Nous sommes arrivés le 24 juin avec la ferme intention de ne rien manquer de cette nuit endiablée qui ne se terminerait pas avant l’aube…
Déjà en après-midi, plusieurs rues étaient fermées et envahient de curieux venus admirer les grandes effigies (jusqu’à 10 mètres de haut) représentant des personnages et des formes hétéroclites qui composent un tout hautement coloré.

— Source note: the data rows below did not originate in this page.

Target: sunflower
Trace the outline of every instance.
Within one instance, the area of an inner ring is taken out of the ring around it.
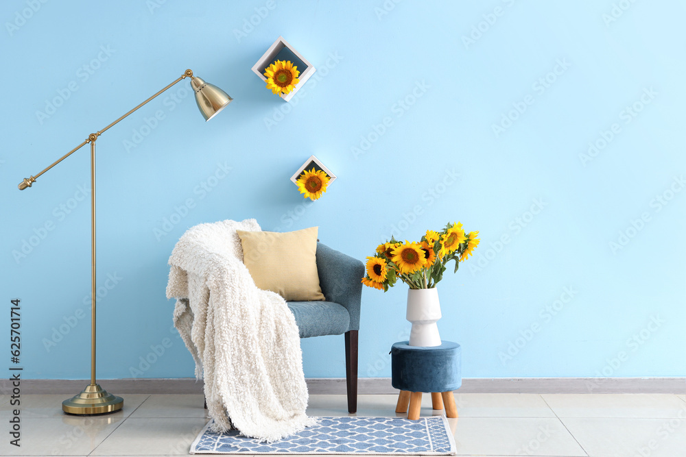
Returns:
[[[445,256],[454,252],[460,245],[464,243],[466,236],[464,235],[464,230],[462,225],[459,222],[453,223],[453,226],[448,229],[448,231],[440,238],[440,251],[438,256],[442,258]]]
[[[407,240],[405,240],[404,245],[393,249],[392,261],[398,266],[401,273],[414,273],[427,264],[421,245]]]
[[[316,200],[322,196],[322,193],[327,191],[327,186],[331,178],[322,170],[315,171],[305,170],[298,178],[296,184],[300,193],[304,194],[304,198],[309,198],[311,200]]]
[[[276,60],[264,72],[264,75],[267,77],[267,88],[270,89],[273,94],[290,92],[300,82],[298,75],[300,71],[298,67],[290,60]]]
[[[377,282],[386,281],[388,274],[386,261],[379,257],[368,257],[367,259],[367,275],[369,279]]]
[[[477,238],[477,236],[479,234],[479,232],[470,232],[467,234],[467,247],[463,251],[461,256],[460,256],[460,261],[462,262],[469,258],[469,256],[472,255],[472,252],[479,245],[479,242],[481,240]]]
[[[401,243],[384,243],[377,246],[377,252],[382,254],[386,256],[389,260],[393,258],[393,249]]]
[[[440,237],[440,235],[439,235],[434,230],[427,230],[427,236],[426,236],[427,243],[428,243],[431,246],[434,245],[434,243],[435,243]]]
[[[434,252],[434,243],[428,243],[426,241],[421,242],[422,251],[424,251],[424,257],[427,260],[427,268],[431,267],[436,262],[436,253]]]
[[[383,284],[380,282],[377,282],[376,281],[372,281],[368,277],[362,278],[362,284],[365,286],[368,286],[369,287],[373,287],[375,289],[379,289],[379,291],[383,290]]]

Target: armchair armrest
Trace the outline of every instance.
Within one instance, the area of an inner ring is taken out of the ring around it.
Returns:
[[[327,301],[342,305],[350,314],[350,330],[359,330],[364,264],[321,243],[317,243],[319,285]]]

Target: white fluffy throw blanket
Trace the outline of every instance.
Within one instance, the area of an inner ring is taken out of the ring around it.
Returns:
[[[261,229],[246,219],[187,231],[169,258],[167,297],[176,298],[174,326],[196,361],[196,377],[204,379],[213,430],[233,424],[246,436],[274,441],[316,420],[305,415],[295,319],[281,296],[255,286],[237,230]]]

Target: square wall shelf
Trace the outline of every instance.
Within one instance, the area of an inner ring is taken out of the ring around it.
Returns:
[[[294,184],[296,184],[298,177],[303,174],[303,172],[305,170],[311,170],[313,168],[317,171],[322,171],[329,175],[329,177],[331,178],[331,180],[329,182],[329,186],[333,184],[333,182],[336,180],[336,175],[331,173],[331,170],[327,169],[316,157],[310,156],[309,158],[303,164],[303,166],[298,169],[298,171],[296,171],[295,174],[291,176],[291,181],[293,182]]]
[[[299,52],[295,50],[287,41],[283,39],[283,36],[279,36],[274,44],[267,49],[267,52],[259,58],[257,63],[252,66],[252,71],[259,77],[266,85],[267,78],[264,75],[269,66],[274,63],[275,60],[290,60],[293,64],[298,66],[300,71],[300,75],[298,79],[300,80],[295,88],[287,95],[279,94],[279,97],[283,99],[284,101],[288,101],[296,92],[303,86],[307,79],[317,71],[312,64],[309,63],[306,58],[303,57]]]

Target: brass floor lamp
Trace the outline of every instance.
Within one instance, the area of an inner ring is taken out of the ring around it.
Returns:
[[[190,70],[186,71],[176,81],[164,88],[156,94],[147,99],[128,113],[117,119],[102,130],[88,135],[82,143],[62,156],[43,171],[30,177],[25,177],[19,183],[19,190],[23,190],[53,166],[60,163],[73,153],[88,143],[91,143],[91,384],[81,393],[62,403],[62,410],[67,414],[79,415],[95,415],[108,414],[119,411],[123,406],[123,399],[107,393],[95,382],[95,140],[110,127],[136,111],[139,108],[185,78],[191,78],[191,87],[196,93],[198,108],[205,118],[209,121],[220,111],[226,108],[233,99],[226,92],[216,86],[206,83],[200,78],[193,76]]]

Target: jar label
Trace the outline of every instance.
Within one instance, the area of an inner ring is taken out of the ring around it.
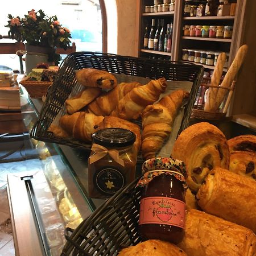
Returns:
[[[114,194],[126,184],[125,177],[122,172],[111,167],[97,172],[93,181],[97,190],[107,195]]]
[[[164,224],[184,229],[185,204],[183,201],[163,197],[141,200],[139,225]]]

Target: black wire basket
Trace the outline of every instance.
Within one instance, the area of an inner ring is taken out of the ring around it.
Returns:
[[[48,130],[57,115],[61,116],[66,114],[64,110],[64,102],[71,92],[75,94],[82,90],[82,86],[77,82],[75,77],[75,71],[88,68],[104,70],[114,74],[151,79],[164,77],[167,80],[193,82],[190,98],[185,106],[179,133],[188,126],[196,93],[203,77],[204,68],[202,66],[187,63],[114,54],[76,52],[69,55],[61,63],[58,74],[47,93],[38,121],[31,130],[31,138],[90,151],[90,143],[70,138],[56,138]]]
[[[66,229],[67,241],[61,255],[116,255],[121,249],[141,242],[138,179],[118,191],[75,230]]]

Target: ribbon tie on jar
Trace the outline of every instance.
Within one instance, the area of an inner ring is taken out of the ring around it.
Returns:
[[[93,144],[92,146],[92,150],[94,151],[95,154],[90,156],[89,159],[90,164],[98,161],[108,154],[117,163],[122,166],[125,166],[125,162],[123,159],[120,158],[119,155],[119,151],[118,151],[118,150],[114,149],[108,150],[103,146],[98,144]]]

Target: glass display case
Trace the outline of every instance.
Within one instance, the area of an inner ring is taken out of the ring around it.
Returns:
[[[22,87],[20,97],[25,129],[4,135],[0,150],[15,148],[17,140],[22,144],[16,158],[0,162],[0,170],[12,170],[7,174],[7,192],[15,251],[59,255],[66,242],[65,229],[75,229],[104,200],[87,195],[88,152],[30,137],[43,101],[30,99]]]

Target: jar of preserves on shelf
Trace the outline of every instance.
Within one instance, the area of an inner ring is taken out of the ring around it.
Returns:
[[[150,13],[150,6],[145,6],[145,13]]]
[[[210,66],[213,66],[214,64],[214,52],[207,52],[207,53],[206,64]]]
[[[190,9],[190,16],[195,17],[196,16],[196,9],[197,6],[196,5],[192,5]]]
[[[201,60],[201,52],[200,51],[195,51],[195,59],[194,61],[196,63],[200,63]]]
[[[185,165],[171,158],[156,158],[142,164],[138,232],[143,240],[157,239],[174,244],[184,235]]]
[[[200,4],[196,9],[196,16],[201,17],[202,16],[204,16],[205,11],[205,5],[203,3]]]
[[[169,5],[169,11],[174,11],[175,10],[175,2],[171,3]]]
[[[184,30],[184,36],[189,36],[189,28],[190,28],[190,26],[189,25],[185,25],[183,27],[183,30]]]
[[[189,36],[196,36],[196,26],[191,25],[189,27]]]
[[[182,49],[182,60],[188,60],[188,49]]]
[[[202,26],[201,25],[197,25],[196,28],[196,36],[200,38],[202,36]]]
[[[194,61],[195,60],[195,51],[192,49],[188,50],[188,61]]]
[[[163,11],[169,11],[169,4],[163,3]]]
[[[232,26],[225,26],[224,27],[224,33],[223,34],[223,38],[226,39],[231,39],[233,33],[233,27]]]
[[[209,38],[209,26],[203,26],[202,27],[202,38]]]
[[[200,52],[200,63],[204,64],[206,63],[206,59],[207,57],[207,52],[201,51]]]
[[[217,26],[216,30],[216,38],[223,38],[224,36],[224,26]]]
[[[106,128],[93,133],[88,159],[90,197],[109,198],[134,180],[135,137],[134,133],[119,128]]]
[[[158,5],[158,13],[162,13],[163,11],[163,5]]]

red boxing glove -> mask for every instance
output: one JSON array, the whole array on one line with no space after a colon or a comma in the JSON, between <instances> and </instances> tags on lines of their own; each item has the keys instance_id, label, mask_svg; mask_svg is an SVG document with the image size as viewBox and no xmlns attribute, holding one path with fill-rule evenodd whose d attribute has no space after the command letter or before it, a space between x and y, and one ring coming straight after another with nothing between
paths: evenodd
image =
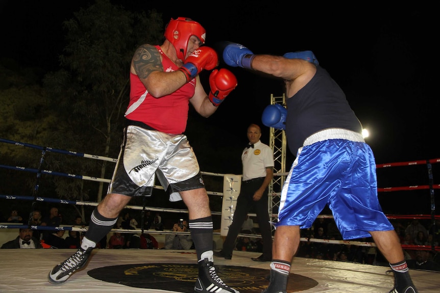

Nous sommes ensuite rentrés faire une sieste à l’auberge afin de profiter au maximum de la nuit qui allait commencer…
C’est la fanfare passant sous notre fenêtre vers les 23h30 qui est venue nous annoncer qu’il était grand temps de se lever. Quelle ne fut pas notre surprise en débouchant sur la rue de constater que les grandes statues érigées partout dans la ville brûlaient sous les yeux de la foule massée pour mieux voir ces immenses brasiers qui illuminaient les rues. Hypnotisés par ces flammes géantes, nous nous frayons un chemin jusqu’à la première rangée. Le jet d’eau sorti de la lance d’un pompier dirigée droit vers nous donna le coup d’envoie à cette soirée bien arrosée!
La fiesta atteignit son apogée alors que les rues se transformèrent en immenses pistes de danse envahient par des milliers de fêtards. Transportés par les rythmes espagnols, nous avons dansé et bu toute la nuit. Notre charme étranger a malheureusement eu peu d’effet sur les espagnoles vu notre barbe de voyageur et notre lessive qui n’avait pas été faite depuis déjà quelques temps! C’est sans compter la barrière linguistique qui sera restée pour nous une grande difficulté au Portugal et en Espagne.
Nous avons terminé la nuit sur la plage où plusieurs petits groupes avaient allumé des feux. Assis dans le sable, nous avons contemplé les premières lueurs du matin avant de sombrer dans un profond sommeil. Nous nous sommes bien repris pour la St-Jean que nous avions passé à Moose Jaw en Saskatchewan il y a de cela deux ans!
Nous nous préparons maintenant à affronter les plus hauts sommets des Pyrénées, après quelques jours de repos sur la magnifique île d’Ibiza. Un gros merci à tous ceux qui ont contribué à faire de ce séjour un moment inoubliable de notre voyage.